Otros ejemplos fueron los cines Coventry, el Mogador o el Eliseo, este último clásico pero con art déco de la vertiente francesa.

Historia de biógrafo de Francia a EE.UU.

En el período de auge del art déco, de 1924 a 1944, había un promedio de 75 salas de cine funcionando en Montevideo, cifra que se duplicaría en los años 50, al igual que sucedió con la venta de entradas.
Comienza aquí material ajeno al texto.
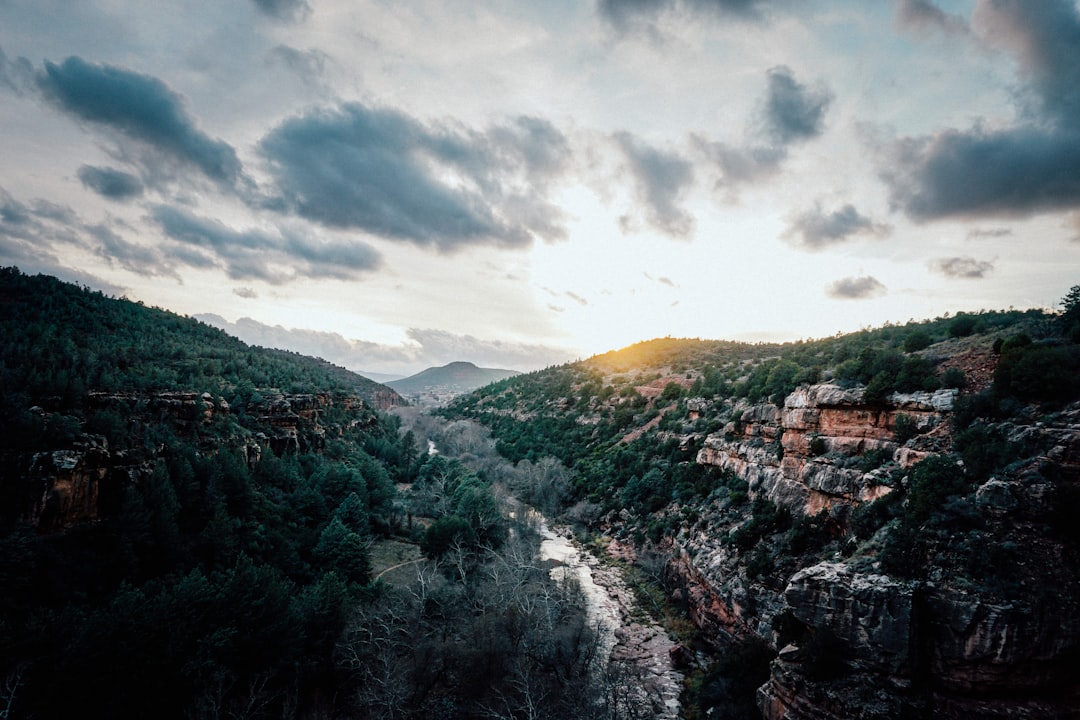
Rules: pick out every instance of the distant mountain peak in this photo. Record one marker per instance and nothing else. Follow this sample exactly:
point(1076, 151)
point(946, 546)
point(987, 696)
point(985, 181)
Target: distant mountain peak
point(448, 380)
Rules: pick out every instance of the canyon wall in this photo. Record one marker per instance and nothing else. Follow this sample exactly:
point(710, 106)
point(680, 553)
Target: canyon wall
point(853, 641)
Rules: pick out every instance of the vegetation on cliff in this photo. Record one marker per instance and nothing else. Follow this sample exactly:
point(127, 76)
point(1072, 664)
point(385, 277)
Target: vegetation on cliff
point(187, 528)
point(686, 447)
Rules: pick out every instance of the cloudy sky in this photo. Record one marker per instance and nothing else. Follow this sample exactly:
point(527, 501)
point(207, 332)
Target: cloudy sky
point(393, 185)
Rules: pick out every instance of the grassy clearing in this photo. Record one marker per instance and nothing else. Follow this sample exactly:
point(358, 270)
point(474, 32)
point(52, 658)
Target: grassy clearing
point(395, 560)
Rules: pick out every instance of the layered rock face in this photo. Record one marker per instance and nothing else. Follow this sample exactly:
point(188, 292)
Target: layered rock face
point(921, 650)
point(853, 642)
point(84, 481)
point(794, 454)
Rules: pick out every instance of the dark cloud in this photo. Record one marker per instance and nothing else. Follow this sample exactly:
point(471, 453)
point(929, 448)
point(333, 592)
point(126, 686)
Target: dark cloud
point(741, 165)
point(991, 232)
point(258, 255)
point(385, 172)
point(969, 268)
point(309, 65)
point(790, 112)
point(52, 231)
point(423, 348)
point(1013, 172)
point(17, 75)
point(1045, 39)
point(918, 16)
point(623, 14)
point(815, 229)
point(661, 180)
point(138, 107)
point(855, 288)
point(794, 111)
point(1010, 173)
point(284, 10)
point(110, 182)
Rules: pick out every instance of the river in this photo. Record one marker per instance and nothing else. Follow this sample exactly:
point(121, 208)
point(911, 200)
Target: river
point(631, 643)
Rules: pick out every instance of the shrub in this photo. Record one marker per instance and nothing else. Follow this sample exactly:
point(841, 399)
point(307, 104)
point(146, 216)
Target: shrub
point(1049, 374)
point(916, 341)
point(962, 325)
point(934, 479)
point(954, 378)
point(904, 429)
point(869, 517)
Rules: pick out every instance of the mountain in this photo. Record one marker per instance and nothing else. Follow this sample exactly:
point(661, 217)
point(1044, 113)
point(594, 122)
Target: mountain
point(380, 377)
point(186, 521)
point(449, 380)
point(876, 525)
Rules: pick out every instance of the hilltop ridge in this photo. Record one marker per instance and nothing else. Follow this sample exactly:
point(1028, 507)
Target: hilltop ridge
point(875, 525)
point(437, 384)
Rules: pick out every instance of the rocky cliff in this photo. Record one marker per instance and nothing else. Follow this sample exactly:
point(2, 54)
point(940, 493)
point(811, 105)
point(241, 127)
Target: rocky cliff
point(987, 627)
point(798, 454)
point(85, 479)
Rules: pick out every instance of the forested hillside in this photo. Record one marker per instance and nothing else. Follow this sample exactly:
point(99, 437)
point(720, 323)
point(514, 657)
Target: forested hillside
point(866, 511)
point(191, 527)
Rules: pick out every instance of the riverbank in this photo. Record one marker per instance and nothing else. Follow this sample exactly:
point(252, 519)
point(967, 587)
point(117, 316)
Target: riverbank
point(637, 649)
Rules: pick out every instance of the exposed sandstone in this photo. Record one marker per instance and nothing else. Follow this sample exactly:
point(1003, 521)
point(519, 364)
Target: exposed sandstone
point(790, 454)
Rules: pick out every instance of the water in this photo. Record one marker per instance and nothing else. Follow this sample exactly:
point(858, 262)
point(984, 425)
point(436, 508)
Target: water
point(602, 609)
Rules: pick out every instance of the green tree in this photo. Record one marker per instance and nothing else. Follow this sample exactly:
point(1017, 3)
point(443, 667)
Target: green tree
point(343, 552)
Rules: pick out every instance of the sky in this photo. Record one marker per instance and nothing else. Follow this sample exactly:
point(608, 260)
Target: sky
point(393, 185)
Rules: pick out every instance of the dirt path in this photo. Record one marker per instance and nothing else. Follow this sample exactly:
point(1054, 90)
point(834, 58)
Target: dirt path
point(400, 565)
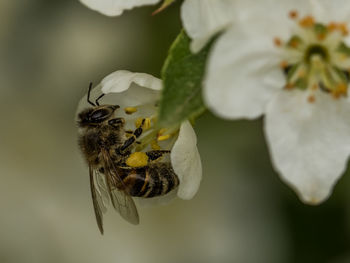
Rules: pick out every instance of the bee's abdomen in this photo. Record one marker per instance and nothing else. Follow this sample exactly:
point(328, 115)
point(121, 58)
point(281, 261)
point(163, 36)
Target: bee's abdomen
point(150, 181)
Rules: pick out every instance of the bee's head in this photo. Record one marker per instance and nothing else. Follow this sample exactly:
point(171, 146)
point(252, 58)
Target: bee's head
point(96, 115)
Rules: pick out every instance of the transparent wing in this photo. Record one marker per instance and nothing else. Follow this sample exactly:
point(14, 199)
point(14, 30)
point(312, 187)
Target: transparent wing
point(121, 201)
point(97, 199)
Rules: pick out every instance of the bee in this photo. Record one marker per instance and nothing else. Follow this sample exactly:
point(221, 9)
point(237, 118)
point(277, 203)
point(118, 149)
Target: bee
point(107, 148)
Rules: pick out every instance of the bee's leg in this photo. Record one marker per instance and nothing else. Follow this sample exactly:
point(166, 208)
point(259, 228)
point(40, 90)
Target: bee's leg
point(156, 154)
point(117, 122)
point(137, 133)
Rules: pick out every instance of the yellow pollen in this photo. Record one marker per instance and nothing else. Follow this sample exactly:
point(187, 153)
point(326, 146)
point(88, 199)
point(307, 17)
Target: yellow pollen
point(155, 145)
point(162, 131)
point(146, 125)
point(284, 64)
point(321, 36)
point(307, 21)
point(301, 73)
point(137, 159)
point(293, 14)
point(311, 99)
point(277, 41)
point(163, 137)
point(294, 43)
point(130, 110)
point(340, 90)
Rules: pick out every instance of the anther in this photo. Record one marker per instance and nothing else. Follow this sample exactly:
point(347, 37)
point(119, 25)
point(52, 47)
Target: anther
point(289, 86)
point(155, 145)
point(311, 99)
point(293, 14)
point(137, 159)
point(163, 137)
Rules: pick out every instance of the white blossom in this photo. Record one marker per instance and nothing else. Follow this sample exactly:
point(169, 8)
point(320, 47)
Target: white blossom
point(287, 60)
point(141, 92)
point(115, 7)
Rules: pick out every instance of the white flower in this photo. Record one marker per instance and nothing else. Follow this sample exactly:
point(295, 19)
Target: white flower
point(290, 61)
point(137, 95)
point(115, 7)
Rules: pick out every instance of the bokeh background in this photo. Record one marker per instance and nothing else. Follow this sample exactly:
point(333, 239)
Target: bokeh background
point(50, 51)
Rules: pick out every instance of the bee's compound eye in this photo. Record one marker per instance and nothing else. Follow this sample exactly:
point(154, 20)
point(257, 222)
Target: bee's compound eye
point(99, 115)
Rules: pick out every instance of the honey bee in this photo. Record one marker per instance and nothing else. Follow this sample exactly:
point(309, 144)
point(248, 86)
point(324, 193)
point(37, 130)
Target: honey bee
point(108, 148)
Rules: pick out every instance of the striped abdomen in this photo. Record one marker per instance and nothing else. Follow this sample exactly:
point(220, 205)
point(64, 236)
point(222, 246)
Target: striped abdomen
point(149, 181)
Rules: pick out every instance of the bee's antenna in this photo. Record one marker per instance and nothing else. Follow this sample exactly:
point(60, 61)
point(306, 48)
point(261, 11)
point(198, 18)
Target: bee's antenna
point(96, 101)
point(88, 99)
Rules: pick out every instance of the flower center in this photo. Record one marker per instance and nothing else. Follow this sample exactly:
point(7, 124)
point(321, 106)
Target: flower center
point(316, 57)
point(152, 138)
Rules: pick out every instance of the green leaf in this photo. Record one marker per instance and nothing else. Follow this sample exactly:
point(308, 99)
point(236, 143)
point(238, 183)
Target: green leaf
point(182, 76)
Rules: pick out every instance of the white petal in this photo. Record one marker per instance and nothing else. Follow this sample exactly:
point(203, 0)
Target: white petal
point(243, 73)
point(115, 7)
point(309, 142)
point(202, 19)
point(186, 161)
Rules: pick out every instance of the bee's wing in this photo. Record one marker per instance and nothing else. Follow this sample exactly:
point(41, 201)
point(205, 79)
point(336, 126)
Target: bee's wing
point(97, 198)
point(121, 201)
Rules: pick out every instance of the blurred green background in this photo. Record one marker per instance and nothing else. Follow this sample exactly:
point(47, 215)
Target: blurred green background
point(50, 51)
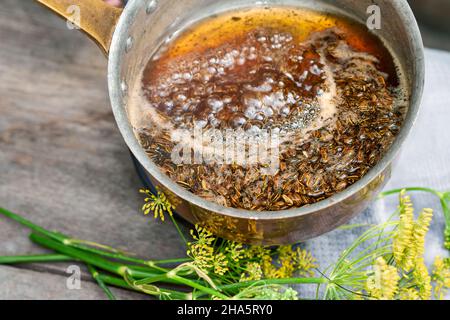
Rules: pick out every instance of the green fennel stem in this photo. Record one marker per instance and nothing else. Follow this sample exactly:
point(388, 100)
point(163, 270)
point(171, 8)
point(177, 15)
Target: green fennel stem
point(99, 262)
point(35, 258)
point(77, 243)
point(100, 282)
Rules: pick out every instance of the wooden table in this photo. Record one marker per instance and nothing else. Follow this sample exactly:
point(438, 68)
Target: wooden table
point(63, 163)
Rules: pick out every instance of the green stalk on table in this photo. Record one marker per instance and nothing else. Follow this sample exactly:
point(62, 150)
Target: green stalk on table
point(220, 269)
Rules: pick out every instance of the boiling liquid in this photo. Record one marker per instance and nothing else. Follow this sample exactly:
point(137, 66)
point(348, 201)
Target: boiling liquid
point(323, 83)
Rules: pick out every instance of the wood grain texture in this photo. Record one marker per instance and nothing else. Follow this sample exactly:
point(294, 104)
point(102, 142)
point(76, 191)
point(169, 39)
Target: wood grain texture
point(63, 163)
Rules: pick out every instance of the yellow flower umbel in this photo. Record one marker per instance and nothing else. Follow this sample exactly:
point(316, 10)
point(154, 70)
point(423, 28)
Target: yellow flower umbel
point(422, 279)
point(289, 262)
point(252, 272)
point(201, 250)
point(409, 294)
point(409, 240)
point(383, 283)
point(403, 246)
point(235, 251)
point(157, 204)
point(441, 276)
point(219, 264)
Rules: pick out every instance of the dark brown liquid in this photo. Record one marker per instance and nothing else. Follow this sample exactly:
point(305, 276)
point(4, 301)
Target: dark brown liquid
point(322, 81)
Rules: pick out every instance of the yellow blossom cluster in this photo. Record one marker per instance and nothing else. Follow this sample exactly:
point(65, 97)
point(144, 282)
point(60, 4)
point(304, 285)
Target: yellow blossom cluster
point(409, 239)
point(441, 276)
point(157, 204)
point(259, 262)
point(408, 248)
point(383, 283)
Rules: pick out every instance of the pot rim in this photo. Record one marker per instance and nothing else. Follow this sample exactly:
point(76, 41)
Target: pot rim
point(116, 88)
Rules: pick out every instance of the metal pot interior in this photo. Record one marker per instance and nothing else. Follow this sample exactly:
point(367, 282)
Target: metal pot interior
point(146, 24)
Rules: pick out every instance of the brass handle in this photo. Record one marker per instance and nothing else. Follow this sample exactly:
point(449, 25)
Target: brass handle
point(96, 18)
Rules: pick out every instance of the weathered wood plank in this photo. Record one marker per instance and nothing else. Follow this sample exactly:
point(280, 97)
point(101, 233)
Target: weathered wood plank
point(31, 285)
point(63, 163)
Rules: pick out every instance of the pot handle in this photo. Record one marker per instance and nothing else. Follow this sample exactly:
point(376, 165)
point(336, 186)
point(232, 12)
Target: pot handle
point(94, 17)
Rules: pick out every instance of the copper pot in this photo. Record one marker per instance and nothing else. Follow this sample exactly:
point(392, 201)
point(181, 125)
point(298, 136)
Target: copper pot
point(130, 37)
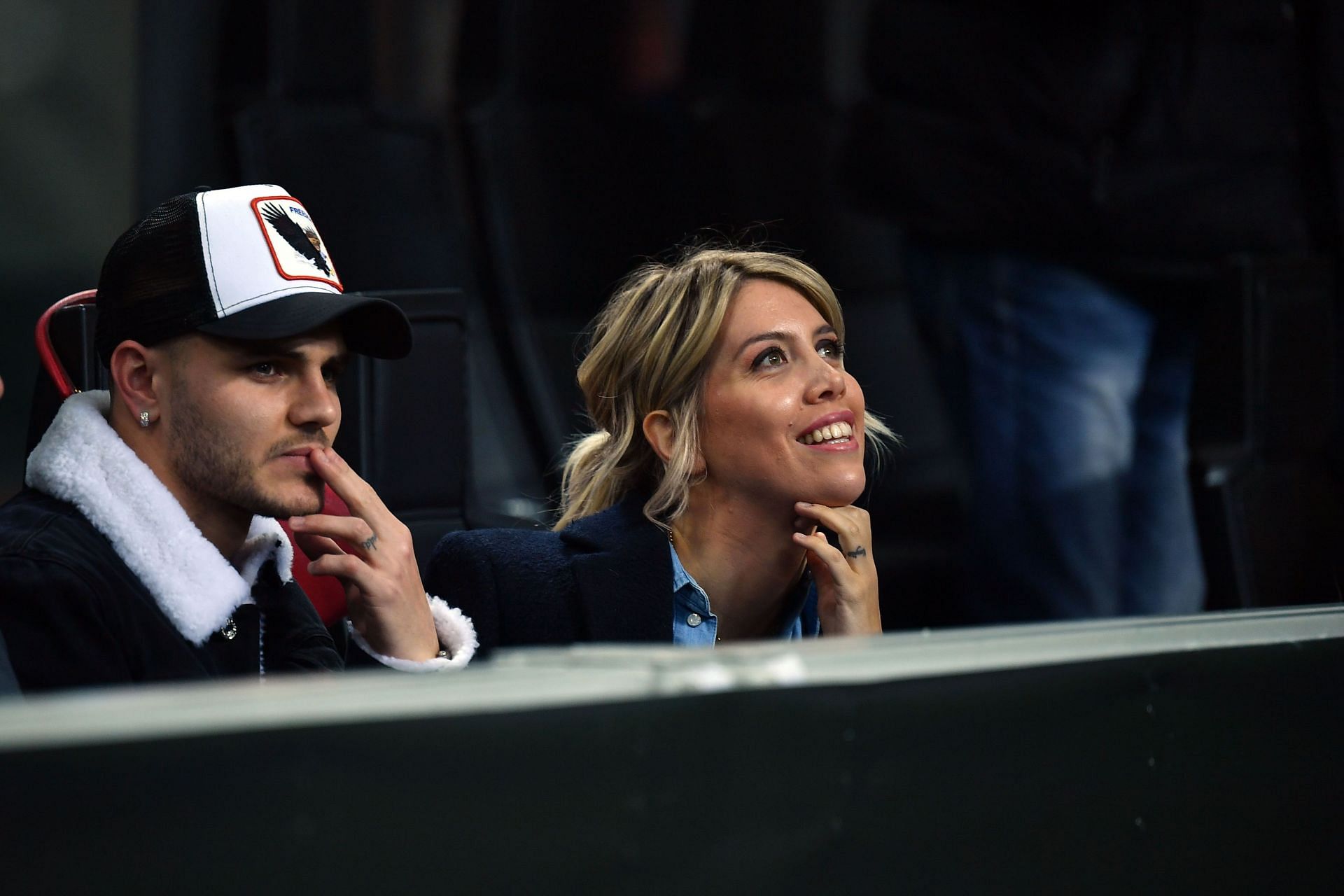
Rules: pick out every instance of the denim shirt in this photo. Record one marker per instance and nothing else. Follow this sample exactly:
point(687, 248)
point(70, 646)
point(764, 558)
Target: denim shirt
point(695, 625)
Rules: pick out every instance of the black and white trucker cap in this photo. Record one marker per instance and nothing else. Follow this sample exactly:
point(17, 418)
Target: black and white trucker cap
point(244, 262)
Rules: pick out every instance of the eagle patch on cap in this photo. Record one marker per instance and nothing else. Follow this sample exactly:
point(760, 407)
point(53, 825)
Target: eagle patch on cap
point(293, 239)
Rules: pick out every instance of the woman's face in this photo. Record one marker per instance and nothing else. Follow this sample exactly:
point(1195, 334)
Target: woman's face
point(783, 419)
Por los cuarenta se vendían seis millones de boletos y se llegó a 20 millones en el 54. Otro mundo, en verdad, que en materia arquitectónica dejó testimonio de la influencia de la cultura francesa en Uruguay, porque hubo un art déco de neto cuño francés, pero también otro que legó las alusiones a la arquitectura de Estados Unidos, al skyline de los rascacielos de Nueva York.

En unos y otros casos quedó presente la asociación del arte y la arquitectura a los por entonces tiempos emergentes de una vida lúdica, con horas para el ocio. Frontones quebrados, grandes paños vidriados, acentuación de accesos, el uso de redientes y canaletas son parte de una tendencia que explotó en la exposición histórica de París de 1925 y que al año siguiente viajó a Estados Unidos.